7 Brand Related Things You Should Avoid Doing When Starting Your Mobile Bar Business

The following list of things I don’t recommend doing are so minor, they’re easily overlooked by new business owners. To me, however, they’re the things that really set apart the businesses that pay attention to detail, and the ones that are just throwing up a website or social media page because they know they need one. The cumulative sum of ensuring you take all of these recommendations will be a more professional and cohesive brand experience for your potential client.

A few of the things that make me cringe when I see launching businesses do them are:

1. Not having a website

I’ve seen a number of mobile bar companies that push all links to their Facebook page, and it hard for me to get past it. Sure, Facebook has the necessary spaces for pictures, and updates, and phone number/address/email, but it still LOOKS like facebook. When people visit your page they should get an immediate feel for you, your brand, what you do, etc. Even if you just have a landing page and a contact form, you should be pushing clients to your own domain.

2. Using an @yahoo, @hotmail, @comcast.net, etc email

You’re building a brand, not setting your grandmother up an email. Brand your email! It’s $45 a year through google and it gives you access to google calendar, google docs, google sheets, and a whole list of other business resources. It’s the best deal in the SAAS space.

3. Not having a phone number posted front and center on your website, and social media for people to call you

This one is hotly contested with those who are annoyed by spam calls, or who want potential clients to input all their information into the contact form prior to talking to someone, but I’ve noticed that some of our clients just want to talk to a human from the get-go. Maybe they’re on a time crunch, or they’re a corporate client (I find corporate clients like the phone more than brides, for example). Even if you want to screen every single call, you should have a number. People like to know there is a way to reach a human.

4. Building their website with a bunch of copied copy from other mobile bar websites

Look. I get it. We’ve all been there when starting out. You don’t know what you don’t know, so doing research of other mobile bars and what they’ve deemed important enough to put on their site makes total sense, but DON’T COPY VERBEATUM. It’s important to have a consistent voice throughout your website, for one, but also it’s not nice, and people will notice, especially if they’re like me and peruse mobile bar sites like it’s my hobby (it is ;).

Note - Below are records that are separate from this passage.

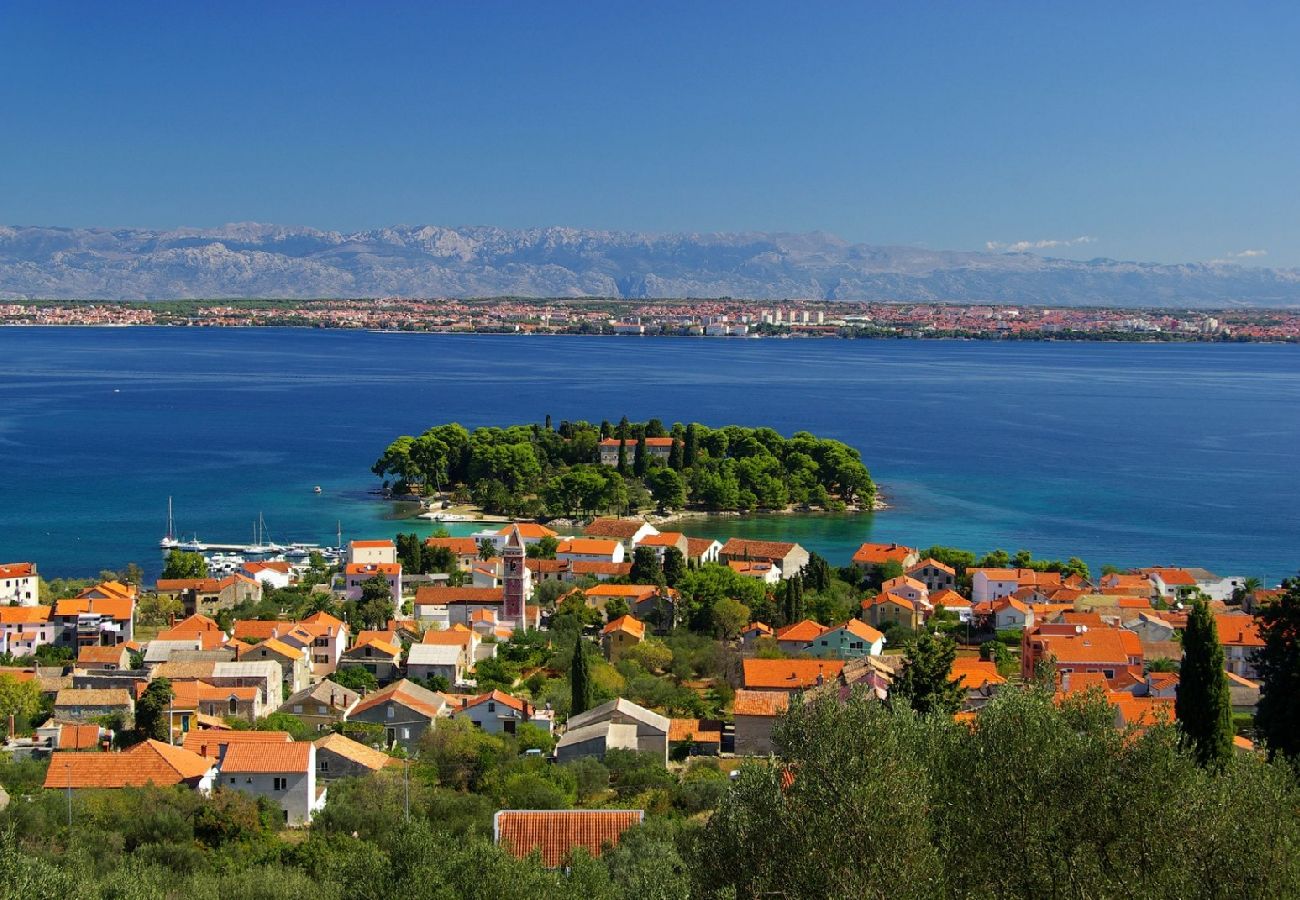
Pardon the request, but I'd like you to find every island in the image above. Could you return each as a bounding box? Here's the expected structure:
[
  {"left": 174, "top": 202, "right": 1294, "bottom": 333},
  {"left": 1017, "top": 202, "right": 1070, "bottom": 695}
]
[{"left": 372, "top": 416, "right": 878, "bottom": 519}]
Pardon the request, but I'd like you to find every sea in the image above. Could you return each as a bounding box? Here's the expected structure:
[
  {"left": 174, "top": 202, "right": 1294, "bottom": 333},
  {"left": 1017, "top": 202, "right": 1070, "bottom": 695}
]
[{"left": 0, "top": 326, "right": 1300, "bottom": 583}]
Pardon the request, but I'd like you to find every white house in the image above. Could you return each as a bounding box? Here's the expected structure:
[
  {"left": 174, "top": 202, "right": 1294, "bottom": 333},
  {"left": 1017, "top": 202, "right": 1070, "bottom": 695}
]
[
  {"left": 0, "top": 563, "right": 40, "bottom": 606},
  {"left": 217, "top": 741, "right": 325, "bottom": 826}
]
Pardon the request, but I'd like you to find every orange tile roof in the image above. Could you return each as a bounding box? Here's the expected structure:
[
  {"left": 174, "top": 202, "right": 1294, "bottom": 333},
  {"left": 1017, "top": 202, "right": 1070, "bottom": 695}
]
[
  {"left": 732, "top": 689, "right": 790, "bottom": 717},
  {"left": 493, "top": 809, "right": 645, "bottom": 869},
  {"left": 46, "top": 740, "right": 212, "bottom": 789},
  {"left": 221, "top": 740, "right": 312, "bottom": 775},
  {"left": 744, "top": 659, "right": 844, "bottom": 691},
  {"left": 853, "top": 544, "right": 917, "bottom": 566},
  {"left": 601, "top": 615, "right": 646, "bottom": 639},
  {"left": 776, "top": 619, "right": 831, "bottom": 644},
  {"left": 183, "top": 728, "right": 293, "bottom": 760}
]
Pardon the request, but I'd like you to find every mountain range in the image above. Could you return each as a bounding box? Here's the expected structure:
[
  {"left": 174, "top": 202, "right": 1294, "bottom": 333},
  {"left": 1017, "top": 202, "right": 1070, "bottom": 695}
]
[{"left": 0, "top": 224, "right": 1300, "bottom": 308}]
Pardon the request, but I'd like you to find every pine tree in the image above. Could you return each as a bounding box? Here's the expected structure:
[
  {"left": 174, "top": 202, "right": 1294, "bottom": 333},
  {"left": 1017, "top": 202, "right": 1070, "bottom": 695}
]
[
  {"left": 1174, "top": 600, "right": 1232, "bottom": 767},
  {"left": 681, "top": 423, "right": 699, "bottom": 468},
  {"left": 889, "top": 631, "right": 966, "bottom": 715},
  {"left": 1255, "top": 577, "right": 1300, "bottom": 760},
  {"left": 569, "top": 633, "right": 595, "bottom": 718}
]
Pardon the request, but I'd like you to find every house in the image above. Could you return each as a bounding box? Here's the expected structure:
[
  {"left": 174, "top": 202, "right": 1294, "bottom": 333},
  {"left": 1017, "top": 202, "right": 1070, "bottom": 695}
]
[
  {"left": 862, "top": 594, "right": 926, "bottom": 631},
  {"left": 315, "top": 735, "right": 402, "bottom": 782},
  {"left": 280, "top": 680, "right": 361, "bottom": 731},
  {"left": 806, "top": 619, "right": 885, "bottom": 659},
  {"left": 732, "top": 691, "right": 790, "bottom": 756},
  {"left": 0, "top": 606, "right": 64, "bottom": 657},
  {"left": 686, "top": 537, "right": 723, "bottom": 566},
  {"left": 556, "top": 697, "right": 670, "bottom": 765},
  {"left": 348, "top": 679, "right": 449, "bottom": 750},
  {"left": 993, "top": 597, "right": 1034, "bottom": 631},
  {"left": 776, "top": 619, "right": 827, "bottom": 655},
  {"left": 727, "top": 559, "right": 781, "bottom": 585},
  {"left": 347, "top": 541, "right": 398, "bottom": 566},
  {"left": 55, "top": 688, "right": 135, "bottom": 724},
  {"left": 155, "top": 572, "right": 261, "bottom": 616},
  {"left": 343, "top": 563, "right": 402, "bottom": 615},
  {"left": 407, "top": 642, "right": 471, "bottom": 687},
  {"left": 853, "top": 544, "right": 920, "bottom": 575},
  {"left": 1214, "top": 613, "right": 1264, "bottom": 682},
  {"left": 582, "top": 519, "right": 659, "bottom": 553},
  {"left": 338, "top": 632, "right": 402, "bottom": 684},
  {"left": 555, "top": 721, "right": 642, "bottom": 762},
  {"left": 491, "top": 809, "right": 645, "bottom": 869},
  {"left": 426, "top": 587, "right": 506, "bottom": 626},
  {"left": 77, "top": 644, "right": 131, "bottom": 671},
  {"left": 1021, "top": 624, "right": 1144, "bottom": 688},
  {"left": 555, "top": 537, "right": 625, "bottom": 563},
  {"left": 452, "top": 691, "right": 555, "bottom": 735},
  {"left": 599, "top": 437, "right": 672, "bottom": 466},
  {"left": 740, "top": 622, "right": 774, "bottom": 653},
  {"left": 424, "top": 537, "right": 478, "bottom": 572},
  {"left": 906, "top": 557, "right": 957, "bottom": 593},
  {"left": 0, "top": 563, "right": 40, "bottom": 606},
  {"left": 741, "top": 659, "right": 844, "bottom": 693},
  {"left": 239, "top": 559, "right": 294, "bottom": 588},
  {"left": 218, "top": 741, "right": 325, "bottom": 826},
  {"left": 636, "top": 531, "right": 688, "bottom": 562},
  {"left": 49, "top": 597, "right": 135, "bottom": 648},
  {"left": 44, "top": 740, "right": 217, "bottom": 793},
  {"left": 601, "top": 615, "right": 646, "bottom": 662},
  {"left": 239, "top": 637, "right": 312, "bottom": 693},
  {"left": 718, "top": 537, "right": 809, "bottom": 579}
]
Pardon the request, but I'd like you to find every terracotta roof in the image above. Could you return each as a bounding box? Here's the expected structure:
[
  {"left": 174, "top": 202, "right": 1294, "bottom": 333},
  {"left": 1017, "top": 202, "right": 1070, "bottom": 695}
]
[
  {"left": 1214, "top": 614, "right": 1264, "bottom": 646},
  {"left": 582, "top": 519, "right": 646, "bottom": 541},
  {"left": 497, "top": 522, "right": 559, "bottom": 541},
  {"left": 776, "top": 619, "right": 831, "bottom": 644},
  {"left": 59, "top": 724, "right": 99, "bottom": 750},
  {"left": 46, "top": 740, "right": 212, "bottom": 789},
  {"left": 720, "top": 537, "right": 798, "bottom": 561},
  {"left": 221, "top": 740, "right": 312, "bottom": 775},
  {"left": 742, "top": 659, "right": 844, "bottom": 691},
  {"left": 493, "top": 809, "right": 645, "bottom": 869},
  {"left": 183, "top": 728, "right": 293, "bottom": 760},
  {"left": 732, "top": 691, "right": 790, "bottom": 717},
  {"left": 351, "top": 679, "right": 446, "bottom": 718},
  {"left": 316, "top": 734, "right": 402, "bottom": 771},
  {"left": 0, "top": 606, "right": 49, "bottom": 626},
  {"left": 415, "top": 585, "right": 506, "bottom": 606},
  {"left": 601, "top": 615, "right": 646, "bottom": 637},
  {"left": 853, "top": 544, "right": 917, "bottom": 566}
]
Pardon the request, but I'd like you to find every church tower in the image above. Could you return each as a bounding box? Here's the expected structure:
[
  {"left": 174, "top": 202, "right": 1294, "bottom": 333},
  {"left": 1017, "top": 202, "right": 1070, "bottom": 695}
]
[{"left": 501, "top": 525, "right": 533, "bottom": 628}]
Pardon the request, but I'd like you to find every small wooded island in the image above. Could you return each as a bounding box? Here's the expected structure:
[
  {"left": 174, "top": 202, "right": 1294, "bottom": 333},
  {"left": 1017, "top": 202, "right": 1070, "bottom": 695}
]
[{"left": 372, "top": 416, "right": 876, "bottom": 518}]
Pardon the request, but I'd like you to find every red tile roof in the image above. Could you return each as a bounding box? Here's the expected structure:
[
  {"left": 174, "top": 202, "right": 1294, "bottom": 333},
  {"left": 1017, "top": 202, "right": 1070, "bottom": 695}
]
[{"left": 493, "top": 809, "right": 645, "bottom": 869}]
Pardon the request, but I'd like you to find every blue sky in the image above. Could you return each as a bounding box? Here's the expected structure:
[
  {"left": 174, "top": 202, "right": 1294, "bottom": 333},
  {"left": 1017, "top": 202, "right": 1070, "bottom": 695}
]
[{"left": 0, "top": 0, "right": 1300, "bottom": 265}]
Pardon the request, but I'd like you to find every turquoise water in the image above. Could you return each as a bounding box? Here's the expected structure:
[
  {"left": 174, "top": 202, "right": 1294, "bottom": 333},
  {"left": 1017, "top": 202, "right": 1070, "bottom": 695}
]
[{"left": 0, "top": 328, "right": 1300, "bottom": 580}]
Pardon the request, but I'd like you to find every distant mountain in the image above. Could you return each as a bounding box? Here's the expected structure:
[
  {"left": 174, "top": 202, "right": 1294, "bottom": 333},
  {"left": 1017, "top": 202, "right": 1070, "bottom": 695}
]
[{"left": 0, "top": 224, "right": 1300, "bottom": 307}]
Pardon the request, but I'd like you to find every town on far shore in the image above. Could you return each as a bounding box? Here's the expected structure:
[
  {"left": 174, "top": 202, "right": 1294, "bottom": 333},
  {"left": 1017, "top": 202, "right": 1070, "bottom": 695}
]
[
  {"left": 0, "top": 297, "right": 1300, "bottom": 342},
  {"left": 0, "top": 516, "right": 1283, "bottom": 866}
]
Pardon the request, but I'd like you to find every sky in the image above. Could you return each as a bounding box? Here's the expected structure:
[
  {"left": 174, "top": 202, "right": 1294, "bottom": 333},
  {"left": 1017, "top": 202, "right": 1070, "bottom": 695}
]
[{"left": 0, "top": 0, "right": 1300, "bottom": 267}]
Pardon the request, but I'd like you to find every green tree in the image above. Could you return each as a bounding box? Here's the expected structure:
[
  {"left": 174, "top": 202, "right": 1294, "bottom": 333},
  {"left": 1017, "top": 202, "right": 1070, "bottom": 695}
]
[
  {"left": 889, "top": 631, "right": 966, "bottom": 715},
  {"left": 1174, "top": 601, "right": 1232, "bottom": 767},
  {"left": 135, "top": 678, "right": 176, "bottom": 743},
  {"left": 161, "top": 550, "right": 208, "bottom": 579},
  {"left": 569, "top": 632, "right": 595, "bottom": 717},
  {"left": 1255, "top": 577, "right": 1300, "bottom": 760},
  {"left": 628, "top": 546, "right": 664, "bottom": 584}
]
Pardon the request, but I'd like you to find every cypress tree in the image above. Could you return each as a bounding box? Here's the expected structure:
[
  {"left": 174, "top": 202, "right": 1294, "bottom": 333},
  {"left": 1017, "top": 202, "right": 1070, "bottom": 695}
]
[
  {"left": 569, "top": 632, "right": 595, "bottom": 718},
  {"left": 1255, "top": 577, "right": 1300, "bottom": 760},
  {"left": 1174, "top": 600, "right": 1232, "bottom": 767},
  {"left": 681, "top": 423, "right": 699, "bottom": 468}
]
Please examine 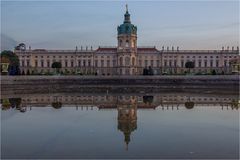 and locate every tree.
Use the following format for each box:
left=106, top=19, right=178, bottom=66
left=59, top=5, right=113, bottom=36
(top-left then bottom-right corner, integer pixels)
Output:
left=185, top=102, right=194, bottom=109
left=15, top=43, right=26, bottom=51
left=27, top=69, right=30, bottom=75
left=143, top=68, right=148, bottom=75
left=1, top=50, right=21, bottom=75
left=143, top=96, right=153, bottom=104
left=185, top=61, right=195, bottom=73
left=52, top=62, right=62, bottom=73
left=148, top=66, right=153, bottom=75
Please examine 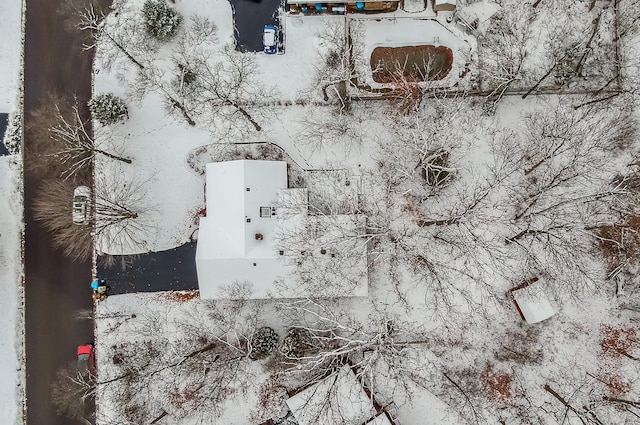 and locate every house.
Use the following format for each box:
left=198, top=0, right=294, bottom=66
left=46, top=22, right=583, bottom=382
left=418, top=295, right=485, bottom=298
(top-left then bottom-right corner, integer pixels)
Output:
left=509, top=277, right=556, bottom=323
left=456, top=0, right=501, bottom=30
left=196, top=160, right=368, bottom=299
left=196, top=161, right=287, bottom=298
left=433, top=0, right=456, bottom=12
left=286, top=365, right=392, bottom=425
left=287, top=0, right=400, bottom=15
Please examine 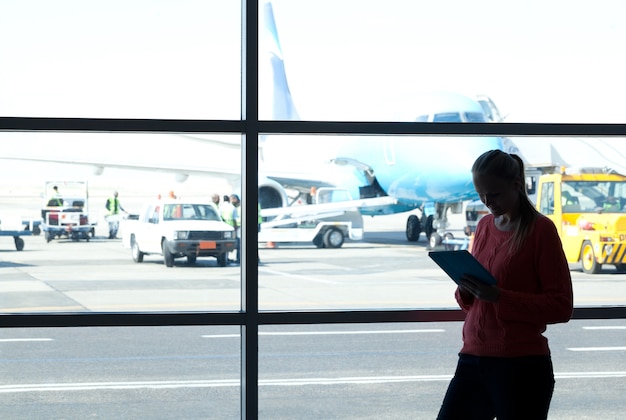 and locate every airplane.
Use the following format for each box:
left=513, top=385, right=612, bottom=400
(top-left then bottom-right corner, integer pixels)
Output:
left=0, top=1, right=503, bottom=246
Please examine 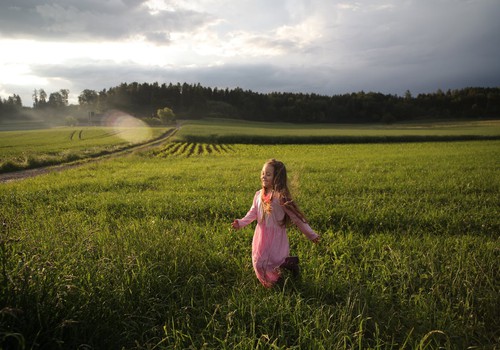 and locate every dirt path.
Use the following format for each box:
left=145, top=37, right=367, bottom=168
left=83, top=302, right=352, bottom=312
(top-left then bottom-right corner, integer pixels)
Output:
left=0, top=126, right=180, bottom=183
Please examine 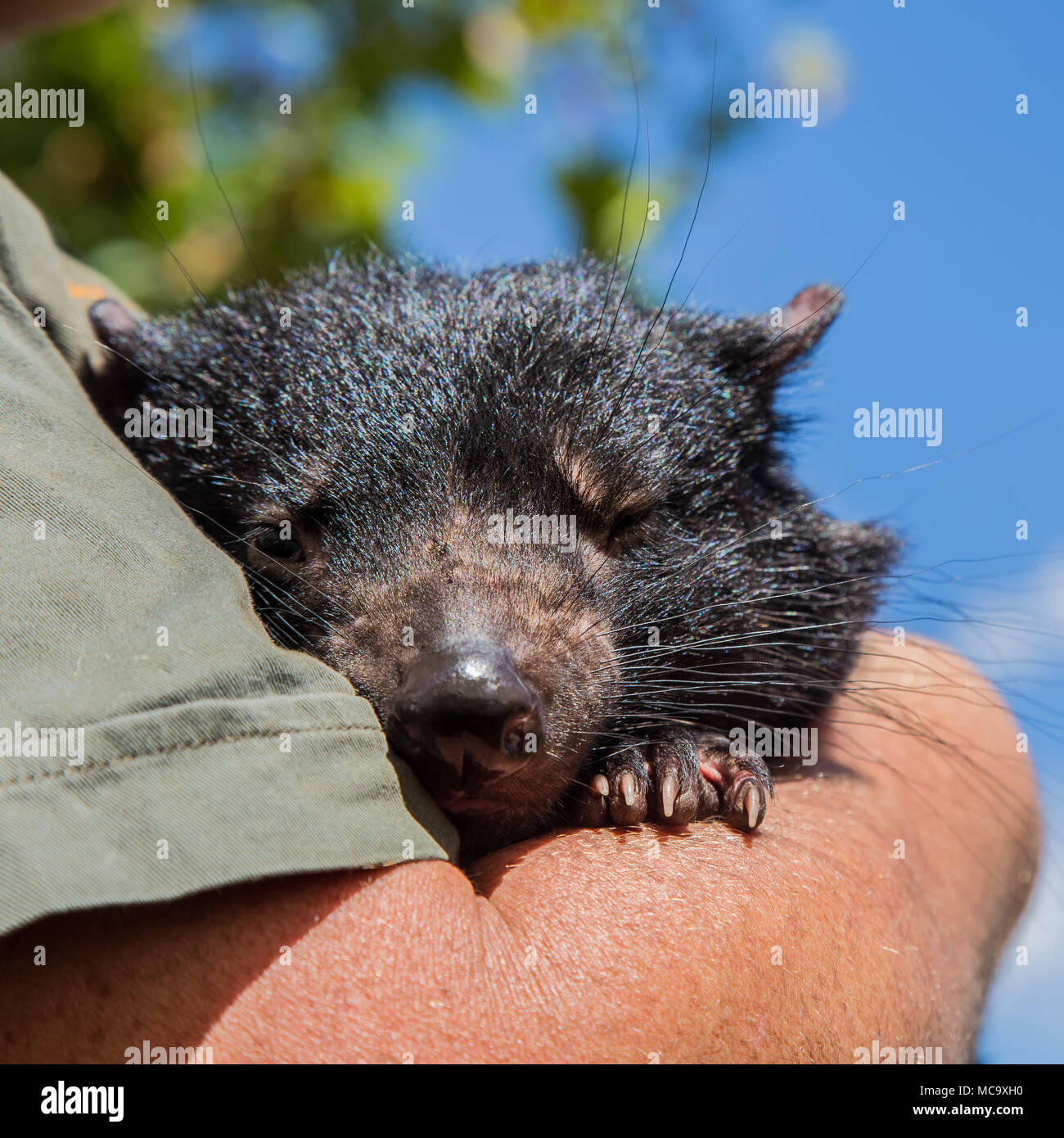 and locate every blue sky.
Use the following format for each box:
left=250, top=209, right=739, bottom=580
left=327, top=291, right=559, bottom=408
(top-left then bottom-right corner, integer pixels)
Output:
left=176, top=0, right=1064, bottom=1062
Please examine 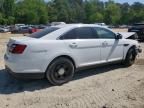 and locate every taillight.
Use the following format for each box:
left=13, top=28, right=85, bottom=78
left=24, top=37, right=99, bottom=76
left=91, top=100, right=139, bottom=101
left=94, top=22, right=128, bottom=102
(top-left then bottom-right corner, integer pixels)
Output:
left=9, top=44, right=27, bottom=54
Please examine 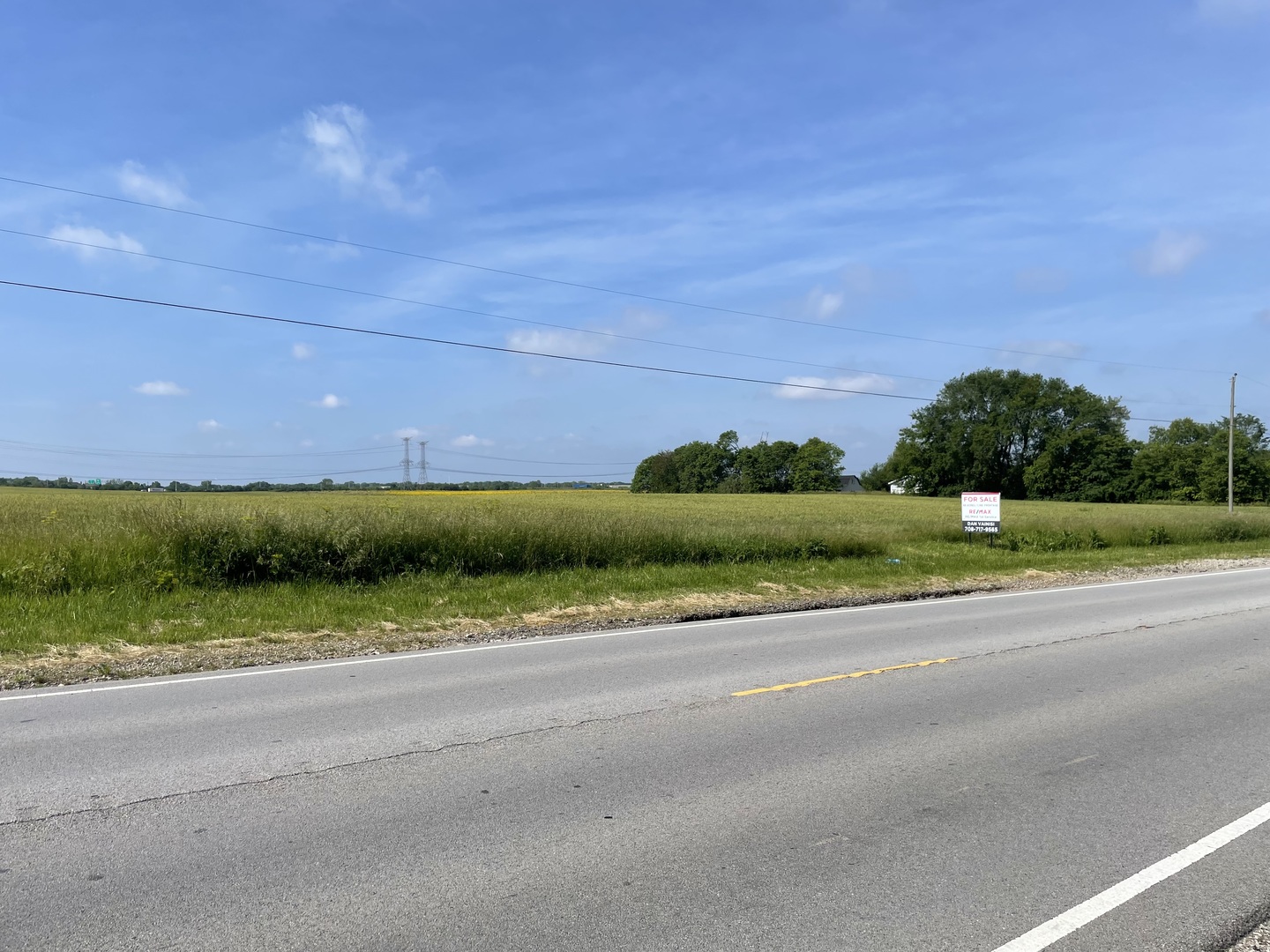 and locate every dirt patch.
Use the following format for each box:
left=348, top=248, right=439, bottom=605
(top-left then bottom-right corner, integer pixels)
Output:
left=0, top=559, right=1270, bottom=690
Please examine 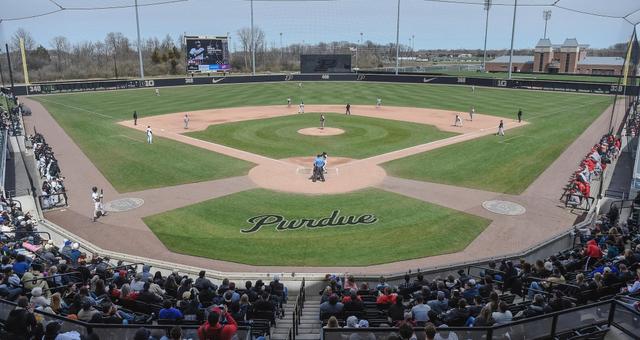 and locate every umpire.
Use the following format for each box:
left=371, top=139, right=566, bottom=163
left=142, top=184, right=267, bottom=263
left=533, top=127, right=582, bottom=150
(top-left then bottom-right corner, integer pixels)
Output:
left=311, top=155, right=325, bottom=182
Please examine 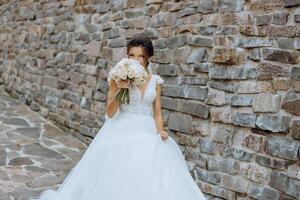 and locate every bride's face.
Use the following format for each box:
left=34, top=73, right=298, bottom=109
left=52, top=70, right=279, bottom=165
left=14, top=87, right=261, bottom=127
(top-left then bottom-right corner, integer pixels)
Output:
left=128, top=47, right=147, bottom=68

5. Forgetting to remove the “Site by Squarepace/Wix/Whatever” at the bottom of their website

These things can be easily deleted form the template footer, and should be. Why? Because they’re usually linked, which could tempt your visitor to click away from your site and be distracted from the task you want them to be doing, which is sending you an inquiry, and because it’s none of the visitors business where you built your website, especially if it’s a potential competitor trying to pick up tips 😉

6. Not building a mobile-responsive website

Squarespace is pretty good about doing this natively, and Wix is okay, but I’ve found you have to edit the mobile site and the desktop site separately with wix. There are lots of other website options out there that I’m not familiar with, but the point is, don’t just check your desktop site to see how it looks to visitors; you need to ensure the mobile site is just as sexy and usable.

7. Not uploading a branded favicon so the icon on the tab stays the squarespace grey box or the wix icon

Just like in #5, you don’t need to broadcast where your website is built. It just serves as free advertising for your website host. Use a secondary mark or icon for your brand and get that thing branded to your brand.